Sélectionner tout - Visualiser dans une fenêtre à part

1
2
3
4
5
 
<body class="claro">
<%=request.getAttribute("codepersonne") %> <!-- ==+> je le mettrai en hidden ensuite -->
</body>
</html>

[thelvin]

Hello,

il n'y a juste pas de protocole pour démarrer un navigateur sur une URL sans montrer absolument toutes les informations que le navigateur a reçues dans l'URL.

URLConnection ne peut absolument pas parler au navigateur et ne te sera donc d'aucune utilité.
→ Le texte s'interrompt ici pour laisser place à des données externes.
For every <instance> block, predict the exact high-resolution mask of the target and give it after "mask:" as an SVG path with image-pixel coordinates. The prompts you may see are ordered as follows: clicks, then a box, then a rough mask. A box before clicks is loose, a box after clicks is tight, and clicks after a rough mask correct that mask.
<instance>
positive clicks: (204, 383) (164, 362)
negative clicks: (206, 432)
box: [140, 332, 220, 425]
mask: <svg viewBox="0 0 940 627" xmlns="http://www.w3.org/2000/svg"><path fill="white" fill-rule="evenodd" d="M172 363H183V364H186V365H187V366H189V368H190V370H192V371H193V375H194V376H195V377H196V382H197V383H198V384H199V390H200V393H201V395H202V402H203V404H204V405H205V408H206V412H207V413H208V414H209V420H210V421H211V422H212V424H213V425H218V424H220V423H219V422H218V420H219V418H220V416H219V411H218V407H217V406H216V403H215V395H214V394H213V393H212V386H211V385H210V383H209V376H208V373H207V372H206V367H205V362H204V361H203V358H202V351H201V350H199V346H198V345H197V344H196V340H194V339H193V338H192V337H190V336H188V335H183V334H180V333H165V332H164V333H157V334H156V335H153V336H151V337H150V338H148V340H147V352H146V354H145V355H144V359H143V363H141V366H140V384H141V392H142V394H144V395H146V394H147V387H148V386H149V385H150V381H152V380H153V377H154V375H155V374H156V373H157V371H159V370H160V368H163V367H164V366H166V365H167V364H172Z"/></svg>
Si on pouvait savoir en quoi c'est un problème de sécurité de voir les paramètres dans l'URL, on pourrait essayer de proposer des trucs.

[hwoarang]

Attention, utiliser un "codepersonne", c'est mal (à en juger par le nom) !!!
C'est beaucoup trop simple et évident à hacker. En fait, il faudrait plutot utiliser une variable session. L'idée, c'est de générer un String aléatoire à chaque connexion qui reste actif pendant la session. Lorsque l'utilisateur navigue, tu balades la session (via l'url, un post ou ce que tu veux). Et c'est de la que tu recuperes l'id. Ca rend le hack plus difficile puisqu'il faut tomber sur le bon id pour usurper l'identité d'un autre utilisateur. Et si tu fais un lien entre l'IP du client et la session, tu commences à avoir une sécurité qui ressemble à quelque chose.
Après, tu as le choix entre gérer ca à la main ou bien utiliser le framework pour gerer ca pour toi. Regardes du coté de la gestion des sessions pour avoir plus d'infos.